One of the most important causes of frequent confusion, is the difference between Artificial Intelligence and Artificial General Intelligence. Yes AI is pretty much just processing information but because intelligence has been redefined in this field. It's like how physicists use the term information in the context of entropy, it's a crucial, but somewhat slippery, distinction that contradicts everyday usage of the word. AI was originally intended to be used like AGI is now, but as people worked on it & we have started to understand how sophisticated things our brains do that we take for granted, the goalposts have moved. And AI has come to mean any little step on the journey to more sophisticated computers.
AGI is it's own big topic. The Human Brain Project aims to find out more. OrchOR theory suggests there may be quantum processes at work in the brain or at least in memory, that put the task several extra orders of magnitude away from the scope of that project - studying connectomes of simple organisms is key to this, & I would say currently supportive of OrchOR. Not much is known about quantum computing in practice (there are only 2 quantum algorithms), but they are simulatable by classical computers, which themselves given enough time could all simulate each other, because they are Turing Machines (or more correctly, TM-equivalent). Integrated Information Theory is an important proposal in how systems might become 'more intelligent, and it helps explain dfferent states of human consciousness & arousal, a previously neglected topic in intelligence.
I heartily recommend John Vervaeke's Awakening From The Meaning Crisis lectures, just as a short introduction to philosophy, but more for framework he builds of terms like relevance-realisation, cognitive grip, and salience landscapes. This gets at the fundamental difference between information and meaning - the sifting of information for what is relevant, and assembling the useful bits, in a task-related way.
The computer intelligence bible, that you will find a LOT more people in computing talk about than read, is Douglas Hofstadter's Godel Escher Bach: an Eternal Golden Braid. It's not that it's technical, it really isn't, it's written a little like Alice In Wonderland, & a little like early Greek philosophy, and is full of thought-experiments (Gedankenexperiments) which people outside of physics always underestimate. But, the book takes patience & tenacity to get through it's doorstop size, while it keeps stretches your brain. Some chapters take chewing over for ages to absorb. It's an amazing work.

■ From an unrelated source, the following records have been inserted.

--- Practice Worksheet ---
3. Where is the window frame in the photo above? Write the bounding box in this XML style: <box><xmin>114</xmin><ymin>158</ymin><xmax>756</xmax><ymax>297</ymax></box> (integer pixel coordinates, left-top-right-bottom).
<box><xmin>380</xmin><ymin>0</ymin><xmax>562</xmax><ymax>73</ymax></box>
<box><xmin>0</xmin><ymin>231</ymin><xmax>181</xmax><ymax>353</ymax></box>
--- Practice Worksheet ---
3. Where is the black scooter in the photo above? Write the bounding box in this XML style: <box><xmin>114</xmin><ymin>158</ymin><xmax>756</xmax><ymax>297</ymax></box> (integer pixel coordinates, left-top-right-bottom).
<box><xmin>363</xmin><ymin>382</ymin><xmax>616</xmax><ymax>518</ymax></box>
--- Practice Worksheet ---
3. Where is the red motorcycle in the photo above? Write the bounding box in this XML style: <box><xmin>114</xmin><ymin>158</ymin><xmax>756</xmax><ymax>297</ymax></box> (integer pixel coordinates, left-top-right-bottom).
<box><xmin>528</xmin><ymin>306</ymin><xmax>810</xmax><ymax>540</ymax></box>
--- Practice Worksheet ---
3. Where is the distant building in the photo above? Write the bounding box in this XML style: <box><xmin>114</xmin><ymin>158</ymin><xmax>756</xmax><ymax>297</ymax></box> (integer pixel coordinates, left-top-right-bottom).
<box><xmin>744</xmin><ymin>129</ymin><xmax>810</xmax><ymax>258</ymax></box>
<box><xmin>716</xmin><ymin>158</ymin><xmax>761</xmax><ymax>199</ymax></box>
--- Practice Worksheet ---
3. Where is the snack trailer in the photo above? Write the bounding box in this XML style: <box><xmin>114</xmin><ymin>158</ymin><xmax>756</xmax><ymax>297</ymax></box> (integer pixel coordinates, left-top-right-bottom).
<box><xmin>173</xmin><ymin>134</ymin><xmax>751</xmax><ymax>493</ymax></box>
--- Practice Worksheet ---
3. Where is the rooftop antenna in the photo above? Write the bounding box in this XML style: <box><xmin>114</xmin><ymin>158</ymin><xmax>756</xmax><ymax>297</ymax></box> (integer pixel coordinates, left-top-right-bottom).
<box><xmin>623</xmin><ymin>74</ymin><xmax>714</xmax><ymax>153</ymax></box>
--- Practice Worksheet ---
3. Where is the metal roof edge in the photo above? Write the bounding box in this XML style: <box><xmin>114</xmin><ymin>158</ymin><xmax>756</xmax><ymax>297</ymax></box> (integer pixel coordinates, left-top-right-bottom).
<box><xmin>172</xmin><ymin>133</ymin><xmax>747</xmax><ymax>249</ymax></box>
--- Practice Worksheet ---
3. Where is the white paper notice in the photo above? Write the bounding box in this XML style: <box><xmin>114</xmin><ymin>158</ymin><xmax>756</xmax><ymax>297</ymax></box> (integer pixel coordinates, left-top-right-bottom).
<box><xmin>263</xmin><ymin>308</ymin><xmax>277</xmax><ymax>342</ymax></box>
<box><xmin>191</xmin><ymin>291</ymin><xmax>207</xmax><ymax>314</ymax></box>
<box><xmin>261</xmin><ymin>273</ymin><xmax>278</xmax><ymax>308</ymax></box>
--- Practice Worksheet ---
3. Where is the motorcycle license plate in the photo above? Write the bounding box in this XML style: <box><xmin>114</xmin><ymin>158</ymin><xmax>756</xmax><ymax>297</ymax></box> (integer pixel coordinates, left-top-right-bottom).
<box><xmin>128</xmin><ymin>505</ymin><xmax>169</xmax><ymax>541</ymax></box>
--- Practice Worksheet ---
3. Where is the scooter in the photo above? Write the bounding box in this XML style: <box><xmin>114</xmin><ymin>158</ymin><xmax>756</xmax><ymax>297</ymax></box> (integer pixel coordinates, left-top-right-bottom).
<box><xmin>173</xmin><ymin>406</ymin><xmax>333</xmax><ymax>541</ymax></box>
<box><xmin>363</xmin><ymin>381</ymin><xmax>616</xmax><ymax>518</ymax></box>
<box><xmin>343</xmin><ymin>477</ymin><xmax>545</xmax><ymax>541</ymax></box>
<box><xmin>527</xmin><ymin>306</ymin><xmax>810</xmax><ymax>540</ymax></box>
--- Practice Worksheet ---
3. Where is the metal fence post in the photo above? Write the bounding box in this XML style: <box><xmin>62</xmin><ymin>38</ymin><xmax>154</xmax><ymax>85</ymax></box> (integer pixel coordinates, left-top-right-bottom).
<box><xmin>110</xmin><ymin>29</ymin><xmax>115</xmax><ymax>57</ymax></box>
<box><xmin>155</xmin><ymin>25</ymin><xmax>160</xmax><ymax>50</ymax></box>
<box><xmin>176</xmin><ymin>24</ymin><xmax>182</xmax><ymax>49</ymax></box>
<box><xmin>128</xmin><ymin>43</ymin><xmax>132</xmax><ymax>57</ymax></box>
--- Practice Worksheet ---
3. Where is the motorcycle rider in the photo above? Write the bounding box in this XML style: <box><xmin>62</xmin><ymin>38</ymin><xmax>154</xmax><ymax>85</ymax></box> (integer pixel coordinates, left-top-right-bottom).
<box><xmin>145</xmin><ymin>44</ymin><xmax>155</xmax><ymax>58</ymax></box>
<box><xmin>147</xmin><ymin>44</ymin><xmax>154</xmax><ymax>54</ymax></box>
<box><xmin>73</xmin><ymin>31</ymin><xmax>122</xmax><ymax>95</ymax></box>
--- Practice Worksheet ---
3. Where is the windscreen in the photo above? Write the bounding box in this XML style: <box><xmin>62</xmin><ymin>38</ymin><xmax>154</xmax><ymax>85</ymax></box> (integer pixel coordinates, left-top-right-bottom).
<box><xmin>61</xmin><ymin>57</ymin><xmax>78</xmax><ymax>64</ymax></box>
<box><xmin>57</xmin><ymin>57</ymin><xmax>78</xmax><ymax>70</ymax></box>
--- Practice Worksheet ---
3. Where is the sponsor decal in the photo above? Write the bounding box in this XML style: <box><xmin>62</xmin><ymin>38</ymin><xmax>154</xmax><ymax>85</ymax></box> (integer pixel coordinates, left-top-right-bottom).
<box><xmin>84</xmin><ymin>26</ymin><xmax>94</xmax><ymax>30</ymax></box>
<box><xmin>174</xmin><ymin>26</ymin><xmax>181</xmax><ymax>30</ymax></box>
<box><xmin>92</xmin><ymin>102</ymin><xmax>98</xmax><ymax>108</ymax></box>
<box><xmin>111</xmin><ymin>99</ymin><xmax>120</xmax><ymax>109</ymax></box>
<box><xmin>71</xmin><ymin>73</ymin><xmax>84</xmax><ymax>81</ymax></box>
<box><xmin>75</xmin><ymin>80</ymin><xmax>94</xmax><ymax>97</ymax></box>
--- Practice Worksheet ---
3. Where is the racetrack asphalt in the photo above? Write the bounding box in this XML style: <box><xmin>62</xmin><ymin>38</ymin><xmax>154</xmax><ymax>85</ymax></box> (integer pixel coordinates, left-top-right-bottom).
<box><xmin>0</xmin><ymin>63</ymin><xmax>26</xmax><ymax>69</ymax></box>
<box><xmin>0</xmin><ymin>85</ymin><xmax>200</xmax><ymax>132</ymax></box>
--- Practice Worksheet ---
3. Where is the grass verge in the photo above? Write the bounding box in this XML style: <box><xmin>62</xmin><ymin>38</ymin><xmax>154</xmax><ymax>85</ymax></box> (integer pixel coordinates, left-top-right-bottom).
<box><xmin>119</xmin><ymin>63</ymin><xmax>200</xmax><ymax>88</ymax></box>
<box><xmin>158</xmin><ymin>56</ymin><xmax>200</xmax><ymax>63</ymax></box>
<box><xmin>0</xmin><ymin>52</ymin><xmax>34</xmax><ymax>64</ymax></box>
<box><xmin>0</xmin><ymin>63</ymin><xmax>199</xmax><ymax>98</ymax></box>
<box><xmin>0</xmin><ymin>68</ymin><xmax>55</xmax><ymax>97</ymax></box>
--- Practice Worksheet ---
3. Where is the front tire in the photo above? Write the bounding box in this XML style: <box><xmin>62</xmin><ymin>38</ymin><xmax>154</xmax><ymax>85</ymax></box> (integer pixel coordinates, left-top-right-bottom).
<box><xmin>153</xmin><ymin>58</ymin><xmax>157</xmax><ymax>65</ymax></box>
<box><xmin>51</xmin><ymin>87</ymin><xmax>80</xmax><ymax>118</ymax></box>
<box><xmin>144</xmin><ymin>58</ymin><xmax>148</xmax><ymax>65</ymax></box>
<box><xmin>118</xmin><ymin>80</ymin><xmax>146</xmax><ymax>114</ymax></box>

Hofstadter proposed that the defining quality of consciousness is what he called being a 'strange loop'. This comes out of a context of Godel's Incompleteness & the halting problem in relation to Turing Machines. So it takes a little background to appreciate. He argues that something happens when you relate lots of sets of data together, that goes beyond circular reasoning, or using axioms, or infinite regress (Munchausen's Trilemma, a funny way of referencing 'impossible' things in the Baron Munchausen story), because you get tangled hierarchies, with self-reference, feedbacks, and moving around in our hierarchy of methods of knowing in a way that is not quite machine-logical, and that the origins of consciousness are there. This article has some nice examples of using it in philosophy - it's like a way to 'shew the fly out of the bottle', to use logic to go 'beyond' logic.

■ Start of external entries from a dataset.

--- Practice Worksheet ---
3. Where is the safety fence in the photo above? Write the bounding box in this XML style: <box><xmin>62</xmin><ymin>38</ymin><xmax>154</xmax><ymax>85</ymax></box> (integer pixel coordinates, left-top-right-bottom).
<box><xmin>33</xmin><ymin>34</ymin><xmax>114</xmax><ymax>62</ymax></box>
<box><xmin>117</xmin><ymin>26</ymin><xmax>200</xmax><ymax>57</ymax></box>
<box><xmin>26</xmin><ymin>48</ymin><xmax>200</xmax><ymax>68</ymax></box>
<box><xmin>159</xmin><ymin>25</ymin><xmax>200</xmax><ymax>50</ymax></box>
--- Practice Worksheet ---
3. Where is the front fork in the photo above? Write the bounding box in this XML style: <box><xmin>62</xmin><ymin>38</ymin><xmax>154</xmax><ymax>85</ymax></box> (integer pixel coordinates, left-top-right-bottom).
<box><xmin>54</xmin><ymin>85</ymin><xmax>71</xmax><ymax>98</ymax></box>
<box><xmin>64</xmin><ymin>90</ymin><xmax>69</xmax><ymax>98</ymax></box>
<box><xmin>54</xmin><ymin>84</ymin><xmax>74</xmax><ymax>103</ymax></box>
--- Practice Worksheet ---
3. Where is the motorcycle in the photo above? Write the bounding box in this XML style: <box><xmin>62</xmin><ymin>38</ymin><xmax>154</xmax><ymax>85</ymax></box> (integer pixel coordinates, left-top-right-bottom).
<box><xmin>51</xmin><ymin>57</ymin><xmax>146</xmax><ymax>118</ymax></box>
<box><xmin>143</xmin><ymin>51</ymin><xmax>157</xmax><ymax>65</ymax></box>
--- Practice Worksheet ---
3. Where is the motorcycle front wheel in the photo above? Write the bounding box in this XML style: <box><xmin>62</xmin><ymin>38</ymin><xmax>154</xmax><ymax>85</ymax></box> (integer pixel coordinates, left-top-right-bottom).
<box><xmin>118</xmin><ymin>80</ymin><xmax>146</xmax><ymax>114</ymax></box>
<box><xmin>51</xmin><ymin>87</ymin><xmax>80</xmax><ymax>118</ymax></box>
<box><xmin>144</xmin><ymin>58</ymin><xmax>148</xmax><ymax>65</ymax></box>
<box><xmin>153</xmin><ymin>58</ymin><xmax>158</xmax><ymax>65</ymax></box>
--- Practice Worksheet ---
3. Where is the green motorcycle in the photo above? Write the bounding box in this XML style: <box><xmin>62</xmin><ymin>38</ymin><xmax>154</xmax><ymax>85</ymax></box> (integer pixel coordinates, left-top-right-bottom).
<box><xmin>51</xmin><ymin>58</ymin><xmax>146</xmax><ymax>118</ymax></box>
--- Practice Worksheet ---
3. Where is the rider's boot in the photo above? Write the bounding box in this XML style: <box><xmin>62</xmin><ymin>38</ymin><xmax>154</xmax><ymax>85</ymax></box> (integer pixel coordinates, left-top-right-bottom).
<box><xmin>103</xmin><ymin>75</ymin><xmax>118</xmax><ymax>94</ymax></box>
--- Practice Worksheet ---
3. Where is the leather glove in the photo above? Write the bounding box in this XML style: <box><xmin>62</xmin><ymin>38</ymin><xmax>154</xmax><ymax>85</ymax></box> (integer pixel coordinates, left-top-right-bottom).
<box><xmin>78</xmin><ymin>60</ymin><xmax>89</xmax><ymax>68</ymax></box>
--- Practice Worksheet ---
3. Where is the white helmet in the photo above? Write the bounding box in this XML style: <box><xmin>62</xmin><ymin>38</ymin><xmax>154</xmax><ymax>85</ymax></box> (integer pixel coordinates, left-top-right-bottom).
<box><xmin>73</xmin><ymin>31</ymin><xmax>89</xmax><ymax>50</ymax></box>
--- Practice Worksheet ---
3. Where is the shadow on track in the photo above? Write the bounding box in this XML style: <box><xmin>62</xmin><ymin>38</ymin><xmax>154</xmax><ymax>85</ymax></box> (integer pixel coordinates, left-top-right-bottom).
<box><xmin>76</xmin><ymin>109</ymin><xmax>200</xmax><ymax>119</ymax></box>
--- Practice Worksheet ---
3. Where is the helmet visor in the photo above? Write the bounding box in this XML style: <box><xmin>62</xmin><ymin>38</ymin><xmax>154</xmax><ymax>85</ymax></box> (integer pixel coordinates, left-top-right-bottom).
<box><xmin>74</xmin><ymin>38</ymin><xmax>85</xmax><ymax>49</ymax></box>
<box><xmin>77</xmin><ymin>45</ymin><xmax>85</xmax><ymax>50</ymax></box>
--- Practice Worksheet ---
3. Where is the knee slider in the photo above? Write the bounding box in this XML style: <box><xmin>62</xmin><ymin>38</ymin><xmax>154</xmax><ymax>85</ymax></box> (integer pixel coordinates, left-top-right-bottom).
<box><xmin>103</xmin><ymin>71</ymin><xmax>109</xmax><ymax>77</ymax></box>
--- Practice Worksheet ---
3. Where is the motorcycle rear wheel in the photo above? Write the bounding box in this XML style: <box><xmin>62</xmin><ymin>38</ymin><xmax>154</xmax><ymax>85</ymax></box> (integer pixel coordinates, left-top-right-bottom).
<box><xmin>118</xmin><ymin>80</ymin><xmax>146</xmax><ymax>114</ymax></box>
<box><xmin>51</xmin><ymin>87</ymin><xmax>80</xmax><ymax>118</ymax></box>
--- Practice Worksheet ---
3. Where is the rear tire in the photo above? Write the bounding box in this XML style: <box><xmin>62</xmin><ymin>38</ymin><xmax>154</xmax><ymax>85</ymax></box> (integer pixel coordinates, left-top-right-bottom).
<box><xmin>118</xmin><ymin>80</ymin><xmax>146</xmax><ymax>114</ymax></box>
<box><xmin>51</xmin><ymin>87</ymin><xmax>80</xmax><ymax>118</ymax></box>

Here's a relevant short post:
How is knowledge possible?
And a longer post working from the top-down philosophical side on meaning, and covering intersubjectivity, an important idea in peer-to-peer reality building:
According to the major theories of concepts, where do meanings come from?
There is a powerful tendency for people in science and computing to think there is nothing very interesting or special about human minds. And unfortunately, a powerful strand in philosophy which says there is something so special about them, scientists aren't on track to figuring them out - the 'qualia' idea and the so called Hard Problem Of Consciousness. I strongly recommend not joining either camp. The story of physics has been from thinking we were a few results away from explaining everything in 1900, and now we don't know what 95% of the universe is made of - our greatest progress has been to begin understanding the scope of our ignorance. I feel strongly we are on a similar trajectory about intelligence.